Décriminalisation… Mais, en fait, de quoi parle-t-on ?

Dans un cadre prohibitionniste qui montre tous ses échecs et ses faillites, la décriminalisation s’impose comme étant l’horizon politique, un Eldorado !

Mais, à force d’être scandée, la décriminalisation semble devenir de plus en plus une revendication attrape-tout, un slogan derrière lequel chaque organisation peut se ranger sans jamais que ne soit interrogé son sens ; ce que chacune et chacun met derrière ce concept. Or, ne pas prendre le temps de s’interroger sur ce que la décriminalisation recouvre, c’est prendre le risque de l’évider et d’en amoindrir sa portée politique.

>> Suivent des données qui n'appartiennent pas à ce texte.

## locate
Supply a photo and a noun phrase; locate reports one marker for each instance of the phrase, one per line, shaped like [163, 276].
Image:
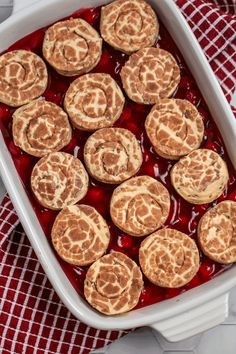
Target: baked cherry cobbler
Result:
[119, 156]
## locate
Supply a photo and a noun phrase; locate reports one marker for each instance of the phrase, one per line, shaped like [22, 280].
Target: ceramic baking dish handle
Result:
[21, 4]
[193, 322]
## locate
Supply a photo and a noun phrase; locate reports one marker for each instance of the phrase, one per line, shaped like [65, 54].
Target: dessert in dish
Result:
[217, 232]
[169, 258]
[175, 128]
[23, 77]
[94, 101]
[80, 235]
[72, 47]
[140, 205]
[41, 127]
[129, 25]
[150, 74]
[58, 180]
[113, 284]
[200, 177]
[112, 155]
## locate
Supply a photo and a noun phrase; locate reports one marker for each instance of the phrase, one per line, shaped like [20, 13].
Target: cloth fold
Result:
[32, 317]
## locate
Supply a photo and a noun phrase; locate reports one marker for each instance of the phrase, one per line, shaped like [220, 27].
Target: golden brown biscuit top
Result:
[150, 74]
[217, 232]
[129, 25]
[140, 205]
[169, 258]
[80, 235]
[58, 180]
[72, 47]
[112, 155]
[113, 284]
[41, 127]
[174, 127]
[23, 77]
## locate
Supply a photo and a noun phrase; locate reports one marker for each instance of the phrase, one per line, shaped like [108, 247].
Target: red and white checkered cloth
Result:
[32, 317]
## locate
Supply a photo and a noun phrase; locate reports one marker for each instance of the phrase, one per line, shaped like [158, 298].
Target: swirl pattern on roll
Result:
[72, 47]
[150, 74]
[217, 232]
[59, 180]
[200, 177]
[129, 25]
[94, 101]
[112, 155]
[175, 128]
[169, 258]
[113, 284]
[41, 127]
[140, 205]
[80, 235]
[23, 77]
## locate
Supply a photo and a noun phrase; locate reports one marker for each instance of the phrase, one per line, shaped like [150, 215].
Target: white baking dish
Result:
[178, 318]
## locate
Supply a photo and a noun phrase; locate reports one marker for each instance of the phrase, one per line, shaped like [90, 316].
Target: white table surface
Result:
[219, 340]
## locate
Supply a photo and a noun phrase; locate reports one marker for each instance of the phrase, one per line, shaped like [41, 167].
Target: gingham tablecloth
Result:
[32, 317]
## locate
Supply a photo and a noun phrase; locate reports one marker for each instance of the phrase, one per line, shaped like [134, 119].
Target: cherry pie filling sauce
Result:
[183, 216]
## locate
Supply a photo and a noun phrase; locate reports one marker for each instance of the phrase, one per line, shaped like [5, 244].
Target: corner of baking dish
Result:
[32, 18]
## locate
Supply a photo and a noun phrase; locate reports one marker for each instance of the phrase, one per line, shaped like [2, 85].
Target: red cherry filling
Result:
[182, 216]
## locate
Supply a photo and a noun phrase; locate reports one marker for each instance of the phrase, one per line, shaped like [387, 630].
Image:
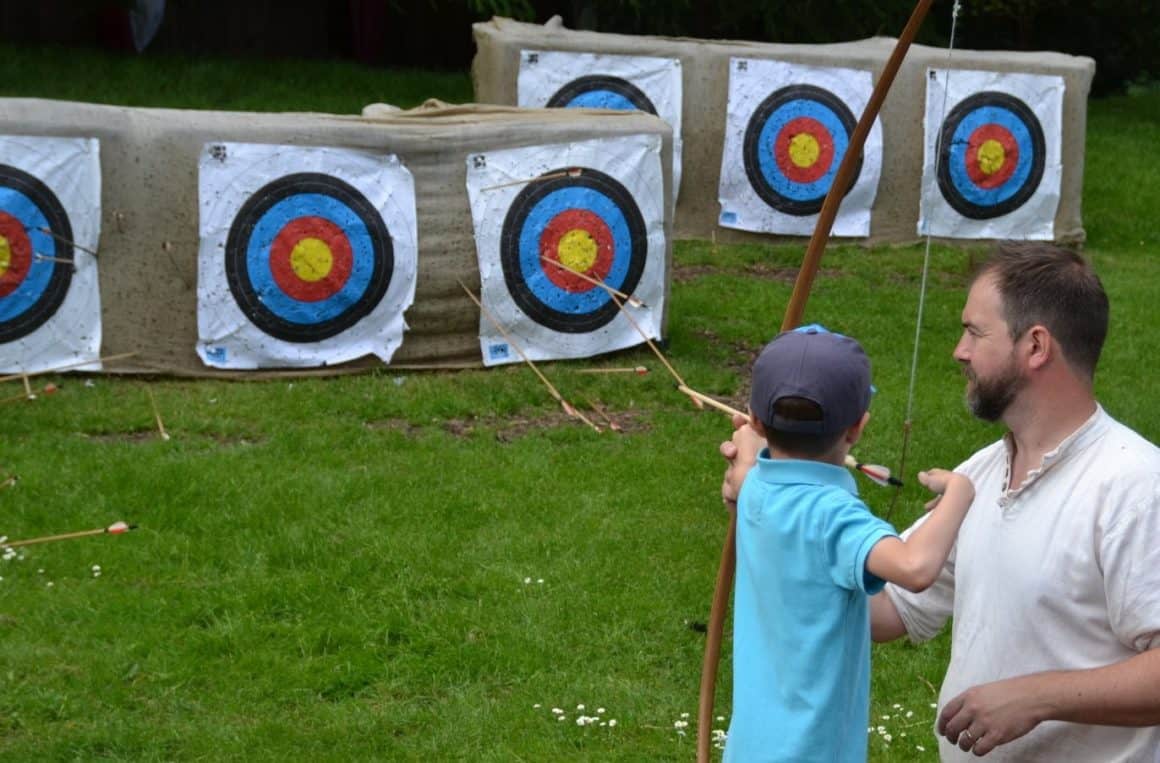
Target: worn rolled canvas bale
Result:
[147, 262]
[705, 79]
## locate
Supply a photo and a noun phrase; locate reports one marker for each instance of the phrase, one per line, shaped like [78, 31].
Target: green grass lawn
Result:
[422, 566]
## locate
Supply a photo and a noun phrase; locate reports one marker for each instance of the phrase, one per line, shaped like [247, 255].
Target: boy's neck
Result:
[836, 455]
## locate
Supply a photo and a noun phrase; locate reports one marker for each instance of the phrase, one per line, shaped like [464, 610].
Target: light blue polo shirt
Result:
[802, 615]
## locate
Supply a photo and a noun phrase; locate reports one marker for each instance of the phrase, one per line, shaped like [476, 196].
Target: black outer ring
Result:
[238, 241]
[57, 288]
[509, 248]
[752, 147]
[581, 85]
[1038, 154]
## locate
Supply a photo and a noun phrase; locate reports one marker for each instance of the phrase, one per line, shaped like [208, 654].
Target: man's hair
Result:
[1046, 284]
[797, 443]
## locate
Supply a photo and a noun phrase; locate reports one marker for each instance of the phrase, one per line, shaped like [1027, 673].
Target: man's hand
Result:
[987, 716]
[741, 453]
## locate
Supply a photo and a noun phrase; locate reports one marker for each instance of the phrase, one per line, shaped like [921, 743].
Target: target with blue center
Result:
[565, 223]
[601, 92]
[794, 144]
[35, 259]
[992, 155]
[307, 256]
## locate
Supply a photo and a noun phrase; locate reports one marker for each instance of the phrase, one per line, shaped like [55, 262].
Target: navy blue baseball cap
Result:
[828, 369]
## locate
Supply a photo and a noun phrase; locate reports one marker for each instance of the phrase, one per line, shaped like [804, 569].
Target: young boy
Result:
[810, 553]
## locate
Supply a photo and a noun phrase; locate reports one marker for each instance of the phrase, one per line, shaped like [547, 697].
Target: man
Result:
[1055, 581]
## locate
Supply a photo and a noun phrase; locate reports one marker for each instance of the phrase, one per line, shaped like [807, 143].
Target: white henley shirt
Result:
[1060, 574]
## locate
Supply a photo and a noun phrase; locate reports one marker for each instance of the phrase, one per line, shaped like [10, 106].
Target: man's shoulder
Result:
[986, 457]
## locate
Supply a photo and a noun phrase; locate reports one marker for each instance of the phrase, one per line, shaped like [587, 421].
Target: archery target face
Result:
[50, 201]
[307, 255]
[787, 132]
[994, 157]
[544, 213]
[564, 79]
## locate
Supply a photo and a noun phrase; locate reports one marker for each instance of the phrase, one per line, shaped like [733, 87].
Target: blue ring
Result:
[40, 273]
[531, 267]
[258, 258]
[601, 100]
[957, 155]
[782, 116]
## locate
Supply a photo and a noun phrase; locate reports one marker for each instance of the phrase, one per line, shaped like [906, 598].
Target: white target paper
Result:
[992, 161]
[291, 260]
[787, 129]
[603, 81]
[50, 305]
[596, 205]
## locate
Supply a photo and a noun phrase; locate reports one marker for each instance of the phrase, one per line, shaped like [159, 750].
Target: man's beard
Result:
[988, 399]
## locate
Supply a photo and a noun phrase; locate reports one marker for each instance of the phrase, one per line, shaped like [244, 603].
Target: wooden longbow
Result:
[794, 312]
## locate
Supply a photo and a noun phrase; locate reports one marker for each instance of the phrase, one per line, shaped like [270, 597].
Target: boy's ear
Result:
[854, 434]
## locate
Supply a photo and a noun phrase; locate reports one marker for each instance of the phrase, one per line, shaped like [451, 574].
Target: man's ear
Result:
[756, 426]
[1041, 346]
[854, 434]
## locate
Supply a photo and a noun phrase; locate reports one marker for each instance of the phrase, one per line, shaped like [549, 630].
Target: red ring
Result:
[1010, 155]
[288, 238]
[550, 241]
[21, 253]
[810, 126]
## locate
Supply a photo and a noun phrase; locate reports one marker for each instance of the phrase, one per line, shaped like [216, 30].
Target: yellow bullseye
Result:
[804, 150]
[991, 157]
[311, 260]
[578, 249]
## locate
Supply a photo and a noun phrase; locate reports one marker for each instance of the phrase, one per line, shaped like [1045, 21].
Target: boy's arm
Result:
[914, 562]
[885, 623]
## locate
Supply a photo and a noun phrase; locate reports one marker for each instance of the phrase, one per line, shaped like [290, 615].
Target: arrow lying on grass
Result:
[114, 529]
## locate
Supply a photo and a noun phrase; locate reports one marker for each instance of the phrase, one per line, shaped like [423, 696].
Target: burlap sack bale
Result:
[705, 70]
[147, 260]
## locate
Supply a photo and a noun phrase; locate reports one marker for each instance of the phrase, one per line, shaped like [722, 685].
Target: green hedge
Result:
[1123, 36]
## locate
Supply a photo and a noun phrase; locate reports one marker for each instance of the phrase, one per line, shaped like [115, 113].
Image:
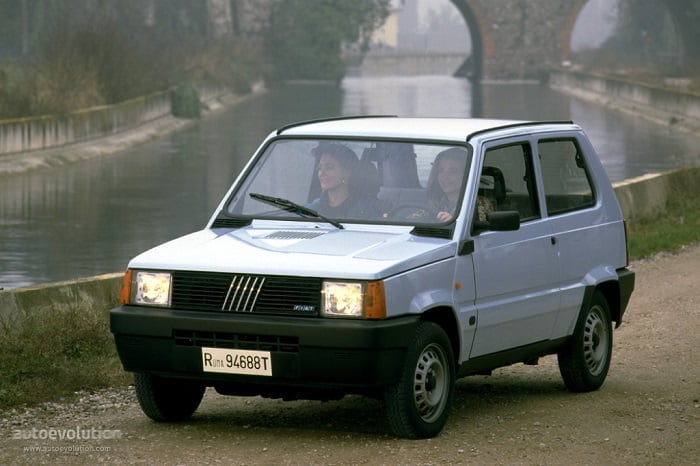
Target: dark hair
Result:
[458, 154]
[345, 157]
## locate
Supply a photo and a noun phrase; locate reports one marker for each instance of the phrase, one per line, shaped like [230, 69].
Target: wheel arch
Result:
[610, 289]
[444, 316]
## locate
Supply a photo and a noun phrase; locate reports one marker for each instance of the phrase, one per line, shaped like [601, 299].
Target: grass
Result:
[676, 227]
[55, 353]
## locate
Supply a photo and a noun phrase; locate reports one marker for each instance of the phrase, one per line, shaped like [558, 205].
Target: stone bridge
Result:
[513, 39]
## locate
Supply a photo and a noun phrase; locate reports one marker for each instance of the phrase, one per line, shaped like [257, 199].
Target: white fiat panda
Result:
[384, 256]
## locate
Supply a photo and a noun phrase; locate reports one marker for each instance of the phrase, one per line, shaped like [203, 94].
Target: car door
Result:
[517, 298]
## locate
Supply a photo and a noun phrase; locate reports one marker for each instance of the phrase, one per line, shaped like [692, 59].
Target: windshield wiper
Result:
[289, 206]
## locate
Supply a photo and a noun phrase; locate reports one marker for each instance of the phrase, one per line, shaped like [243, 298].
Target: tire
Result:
[166, 399]
[584, 362]
[418, 405]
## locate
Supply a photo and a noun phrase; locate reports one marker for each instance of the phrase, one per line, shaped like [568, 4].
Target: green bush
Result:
[55, 352]
[184, 102]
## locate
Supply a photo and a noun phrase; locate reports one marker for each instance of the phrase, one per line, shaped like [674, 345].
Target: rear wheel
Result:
[585, 361]
[166, 399]
[418, 405]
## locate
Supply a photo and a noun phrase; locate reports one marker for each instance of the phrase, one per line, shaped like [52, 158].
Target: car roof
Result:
[447, 129]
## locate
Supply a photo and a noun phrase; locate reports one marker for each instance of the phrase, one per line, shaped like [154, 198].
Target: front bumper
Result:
[306, 352]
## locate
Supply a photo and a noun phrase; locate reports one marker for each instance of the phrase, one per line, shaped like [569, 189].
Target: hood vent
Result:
[293, 235]
[230, 222]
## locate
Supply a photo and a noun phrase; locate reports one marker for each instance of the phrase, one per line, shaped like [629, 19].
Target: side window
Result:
[507, 182]
[567, 186]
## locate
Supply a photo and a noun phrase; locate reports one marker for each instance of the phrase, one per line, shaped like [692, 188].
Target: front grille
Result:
[236, 340]
[241, 293]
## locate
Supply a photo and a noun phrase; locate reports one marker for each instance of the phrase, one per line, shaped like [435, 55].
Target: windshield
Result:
[354, 181]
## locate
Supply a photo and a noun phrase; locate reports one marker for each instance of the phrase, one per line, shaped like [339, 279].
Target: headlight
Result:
[151, 288]
[354, 299]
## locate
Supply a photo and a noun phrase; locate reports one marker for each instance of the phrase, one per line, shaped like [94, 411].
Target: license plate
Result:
[235, 361]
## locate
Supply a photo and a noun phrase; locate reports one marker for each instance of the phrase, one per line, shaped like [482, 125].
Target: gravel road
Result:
[648, 411]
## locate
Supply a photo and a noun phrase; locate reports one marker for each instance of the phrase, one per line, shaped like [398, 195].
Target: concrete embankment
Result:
[31, 143]
[676, 108]
[100, 292]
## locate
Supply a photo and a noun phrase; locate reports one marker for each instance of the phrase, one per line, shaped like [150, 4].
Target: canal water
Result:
[91, 217]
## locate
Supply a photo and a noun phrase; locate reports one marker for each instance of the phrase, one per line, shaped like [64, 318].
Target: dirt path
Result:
[648, 411]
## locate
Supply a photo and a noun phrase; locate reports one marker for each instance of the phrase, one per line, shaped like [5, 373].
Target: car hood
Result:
[280, 250]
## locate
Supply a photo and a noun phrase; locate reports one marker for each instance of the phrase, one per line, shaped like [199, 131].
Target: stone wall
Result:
[407, 64]
[665, 106]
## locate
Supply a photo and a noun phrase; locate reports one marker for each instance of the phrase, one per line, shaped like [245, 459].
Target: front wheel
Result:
[418, 405]
[166, 399]
[584, 362]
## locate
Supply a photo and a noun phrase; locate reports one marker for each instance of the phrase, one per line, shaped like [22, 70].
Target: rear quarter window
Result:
[565, 177]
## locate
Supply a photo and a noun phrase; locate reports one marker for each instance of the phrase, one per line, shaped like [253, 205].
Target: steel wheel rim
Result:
[430, 383]
[596, 341]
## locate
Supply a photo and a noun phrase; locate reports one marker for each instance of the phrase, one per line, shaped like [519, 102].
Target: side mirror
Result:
[507, 220]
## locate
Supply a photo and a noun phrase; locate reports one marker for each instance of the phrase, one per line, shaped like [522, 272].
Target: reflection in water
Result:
[91, 217]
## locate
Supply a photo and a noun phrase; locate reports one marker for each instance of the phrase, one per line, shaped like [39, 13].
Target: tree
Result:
[305, 37]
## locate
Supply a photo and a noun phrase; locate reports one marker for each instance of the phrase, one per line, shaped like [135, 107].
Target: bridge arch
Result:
[508, 40]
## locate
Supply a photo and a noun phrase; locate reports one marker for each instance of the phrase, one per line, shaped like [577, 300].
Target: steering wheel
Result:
[412, 212]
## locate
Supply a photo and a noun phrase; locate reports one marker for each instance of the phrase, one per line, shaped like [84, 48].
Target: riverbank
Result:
[117, 142]
[677, 109]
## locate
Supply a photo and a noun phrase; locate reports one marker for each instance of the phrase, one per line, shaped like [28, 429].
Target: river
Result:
[91, 217]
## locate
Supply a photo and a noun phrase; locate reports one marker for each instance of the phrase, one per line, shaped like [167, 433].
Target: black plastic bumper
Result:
[625, 279]
[305, 352]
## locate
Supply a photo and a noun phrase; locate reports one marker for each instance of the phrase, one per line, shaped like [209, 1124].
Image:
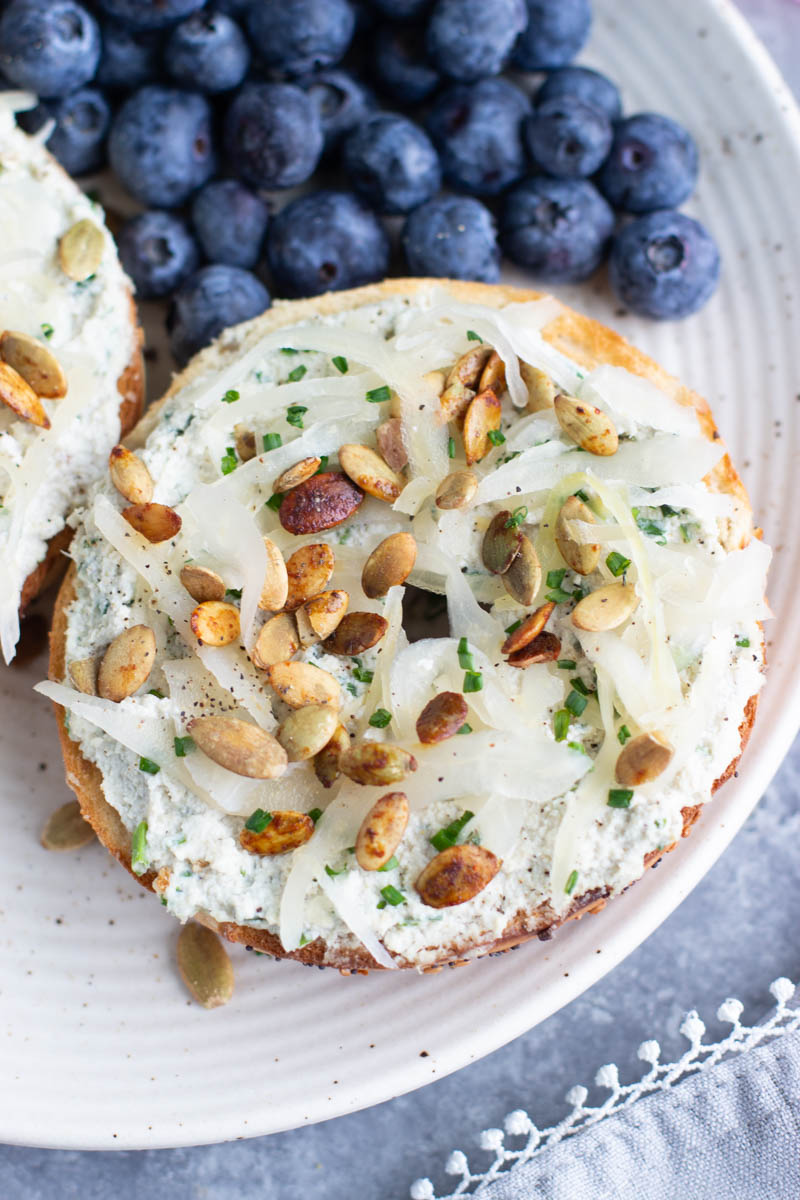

La session « Décriminalisation en actes » a eu pour mérite de suspendre la frénésie du temps de l’activisme et de poser la question essentielle : de quoi parle-t-on quand on revendique la décriminalisation ? Et la réponse est loin d’être évidente ! Elle est multiple et non figée comme en a témoigné la diversité des présentations proposées. L’intervention de Scott Bernstein qui coordonne, pour la Canadian drug policy coalition, la rédaction d’un modèle de régulation possible pour le Canada, a eu comme intérêt de pointer un ensemble de questions qu’il est nécessaire d’affronter : Souhaitons-nous une dépénalisation qui aille jusqu’à la légalisation ou nous arrêtons-nous sur un système de régulation intermédiaire ? Est-ce que cela concerne le seul usage ou allons-nous aussi sur les terrains de la production, de la vente, de la distribution ? Faisons-nous des distinctions entre les drogues ? Comment ensuite organiser une économie de la légalisation ? Quelle production ? Comment en contrôler la qualité ? Quelle distribution ? Quels lieux de vente ? Quelle offre possible ? À qui s’adresse-t-elle ? Quelle fixation du prix ? Quel degré d’intervention de l’État ? Etc.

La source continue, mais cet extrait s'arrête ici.